There is no theoretically based explanation for why this occurs, but Giuseppe Durisi speculates with another analogy with human learning.
”In order to reach a deeper understanding and thus the ability to generalize based on a large number of examples, we are required to overlook, or forget, a certain amount of details that are not important. Somehow, deep neural networks learn which part of the data is worth memorizing and which part can be ignored.”
Many research groups around the world are now working hard to come up with a theory explaining how and why deep neural networks work. In connection with a major international conference in July this year, a competition was announced to see which research team can come up with theoretical bounds able to predict the performance of deep neural networks.
Tools from many different research fields can be used to establish such a theory. Giuseppe Durisi hopes that information theory can be the right one.
“Yes, information theory is my area of expertise, but it remains to be seen if we will succeed. That is how research works – and it is really exciting to apply the theory I am familiar with to address the completely novel challenge of understanding deep neural networks. It will keep us busy for a while.”

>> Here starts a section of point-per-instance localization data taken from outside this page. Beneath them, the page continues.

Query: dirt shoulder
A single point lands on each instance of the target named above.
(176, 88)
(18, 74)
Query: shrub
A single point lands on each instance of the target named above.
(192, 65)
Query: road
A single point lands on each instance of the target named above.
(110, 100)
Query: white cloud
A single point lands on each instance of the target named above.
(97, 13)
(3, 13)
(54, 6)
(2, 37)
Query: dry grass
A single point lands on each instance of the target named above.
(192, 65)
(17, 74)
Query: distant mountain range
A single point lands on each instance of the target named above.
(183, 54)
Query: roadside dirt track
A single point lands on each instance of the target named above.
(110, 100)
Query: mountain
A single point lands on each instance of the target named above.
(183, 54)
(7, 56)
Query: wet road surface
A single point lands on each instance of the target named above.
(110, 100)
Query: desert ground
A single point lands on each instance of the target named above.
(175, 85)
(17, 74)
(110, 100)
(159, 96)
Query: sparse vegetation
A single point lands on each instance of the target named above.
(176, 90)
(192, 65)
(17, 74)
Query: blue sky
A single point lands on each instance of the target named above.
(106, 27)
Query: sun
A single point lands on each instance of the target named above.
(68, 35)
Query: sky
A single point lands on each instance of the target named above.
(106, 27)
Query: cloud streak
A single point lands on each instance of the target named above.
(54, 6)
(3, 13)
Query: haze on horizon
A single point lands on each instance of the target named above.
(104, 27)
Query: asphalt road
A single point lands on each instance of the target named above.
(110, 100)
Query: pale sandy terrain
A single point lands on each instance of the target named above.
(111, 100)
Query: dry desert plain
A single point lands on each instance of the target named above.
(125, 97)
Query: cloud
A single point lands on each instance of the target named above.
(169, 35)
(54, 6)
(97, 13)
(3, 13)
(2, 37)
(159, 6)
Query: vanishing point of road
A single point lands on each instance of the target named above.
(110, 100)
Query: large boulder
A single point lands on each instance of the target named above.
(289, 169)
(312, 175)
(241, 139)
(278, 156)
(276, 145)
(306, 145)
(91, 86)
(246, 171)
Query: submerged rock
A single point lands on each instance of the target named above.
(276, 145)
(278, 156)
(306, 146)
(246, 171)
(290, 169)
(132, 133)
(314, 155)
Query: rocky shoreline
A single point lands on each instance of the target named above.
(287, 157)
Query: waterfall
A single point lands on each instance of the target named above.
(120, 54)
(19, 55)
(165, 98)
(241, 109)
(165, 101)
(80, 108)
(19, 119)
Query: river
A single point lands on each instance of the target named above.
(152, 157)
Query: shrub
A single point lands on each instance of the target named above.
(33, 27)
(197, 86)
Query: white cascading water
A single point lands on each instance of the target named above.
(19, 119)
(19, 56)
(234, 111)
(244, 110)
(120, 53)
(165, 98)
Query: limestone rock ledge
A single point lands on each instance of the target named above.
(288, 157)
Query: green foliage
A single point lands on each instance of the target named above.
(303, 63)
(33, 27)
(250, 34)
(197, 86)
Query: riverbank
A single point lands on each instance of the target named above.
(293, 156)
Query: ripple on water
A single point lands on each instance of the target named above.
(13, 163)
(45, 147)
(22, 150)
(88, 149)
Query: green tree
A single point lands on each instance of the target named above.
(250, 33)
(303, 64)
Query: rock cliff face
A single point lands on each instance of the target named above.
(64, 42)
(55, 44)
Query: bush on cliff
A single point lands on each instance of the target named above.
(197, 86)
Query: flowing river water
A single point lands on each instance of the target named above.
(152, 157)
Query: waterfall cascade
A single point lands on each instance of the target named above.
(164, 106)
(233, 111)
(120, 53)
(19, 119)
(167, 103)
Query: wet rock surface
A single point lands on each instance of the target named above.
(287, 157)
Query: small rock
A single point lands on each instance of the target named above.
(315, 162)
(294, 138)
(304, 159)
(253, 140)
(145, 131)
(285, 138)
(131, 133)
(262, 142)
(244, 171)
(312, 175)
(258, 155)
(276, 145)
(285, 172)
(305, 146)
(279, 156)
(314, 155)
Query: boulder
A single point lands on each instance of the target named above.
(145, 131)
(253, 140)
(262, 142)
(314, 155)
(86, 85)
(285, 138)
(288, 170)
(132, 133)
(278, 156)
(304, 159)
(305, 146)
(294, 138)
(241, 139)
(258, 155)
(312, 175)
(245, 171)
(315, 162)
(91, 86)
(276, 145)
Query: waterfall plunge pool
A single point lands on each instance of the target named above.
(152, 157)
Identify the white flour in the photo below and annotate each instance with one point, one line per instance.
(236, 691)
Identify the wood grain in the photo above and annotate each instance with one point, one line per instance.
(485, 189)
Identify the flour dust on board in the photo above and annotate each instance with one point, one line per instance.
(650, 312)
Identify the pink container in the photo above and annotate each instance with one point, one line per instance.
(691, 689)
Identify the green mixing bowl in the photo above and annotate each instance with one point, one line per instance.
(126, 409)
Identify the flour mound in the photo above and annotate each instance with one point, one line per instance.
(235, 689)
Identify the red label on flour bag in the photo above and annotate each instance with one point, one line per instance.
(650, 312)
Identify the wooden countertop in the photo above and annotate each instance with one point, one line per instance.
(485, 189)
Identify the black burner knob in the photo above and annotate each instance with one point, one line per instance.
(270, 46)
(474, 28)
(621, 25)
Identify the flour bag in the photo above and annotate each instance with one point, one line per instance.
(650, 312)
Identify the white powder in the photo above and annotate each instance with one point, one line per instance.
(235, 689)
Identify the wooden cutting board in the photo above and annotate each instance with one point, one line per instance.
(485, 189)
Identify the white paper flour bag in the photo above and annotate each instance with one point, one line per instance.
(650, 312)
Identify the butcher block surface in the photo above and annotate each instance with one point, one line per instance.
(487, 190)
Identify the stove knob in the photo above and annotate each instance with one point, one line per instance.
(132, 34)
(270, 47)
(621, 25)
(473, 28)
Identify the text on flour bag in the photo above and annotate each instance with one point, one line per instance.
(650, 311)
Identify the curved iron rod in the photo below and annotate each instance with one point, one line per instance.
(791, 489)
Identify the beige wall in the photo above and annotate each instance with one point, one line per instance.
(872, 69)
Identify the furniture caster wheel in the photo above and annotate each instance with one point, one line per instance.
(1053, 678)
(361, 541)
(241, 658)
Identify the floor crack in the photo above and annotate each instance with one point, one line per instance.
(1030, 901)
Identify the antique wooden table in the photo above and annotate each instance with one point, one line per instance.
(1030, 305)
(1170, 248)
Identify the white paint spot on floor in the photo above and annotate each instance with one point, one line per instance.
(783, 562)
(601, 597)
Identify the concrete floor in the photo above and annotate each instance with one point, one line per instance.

Giuseppe Durisi has several research projects under way and collaborates with colleagues in other fields. Within the Chalmers AI Research Centre, he collaborates with Fredrik Hellström, Fredrik Kahl and Christopher Zach, and in a WASP project, Giuseppe Durisi and Rebecka Jörnsten from Mathematical Sciences have recently recruited a doctoral student, Selma Tabakovic, who will work on this problem.
When Giuseppe Durisi reflects on the future, he sees that a greater understanding of deep learning can contribute with additional benefits – besides providing guaranteed performance in safety critical systems.
”With a theoretical understanding of how deep learning works, we could build smaller, more compact, and energy-efficient networks that may be suitable for applications such as Internet-of-Things. It would contribute to increase the sustainability of such a technology.”
INNER: information theory of deep neural networks
Fredrik Hellström, Giuseppe Durisi and Fredrik Kahl
Chalmers AI Research Centre (CHAIR)
Generalization bounds of Deep Neural Networks: Insight and Design
Selma Tabakovic, Rebecka Jörnsten and Giuseppe Durisi
Wallenberg AI, Autonomous Systems and Software Program (WASP)
A deep neural network is a computer program that learns on its own. It is called "neural network" because its structure is inspired by the neural network that forms the human brain. Deep learning is a machine learning method, and part of what we call artificial intelligence.
Illustration above: A deep neural network is fed with training data (in this case images) and the learning algorithms interpret the images through a number of layers – for each layer the degree of abstraction increases. Once the network has learned to identify combinations of patterns in the image – the system is able to distinguish a dog from a cat even on completely new images that were not included in the training material.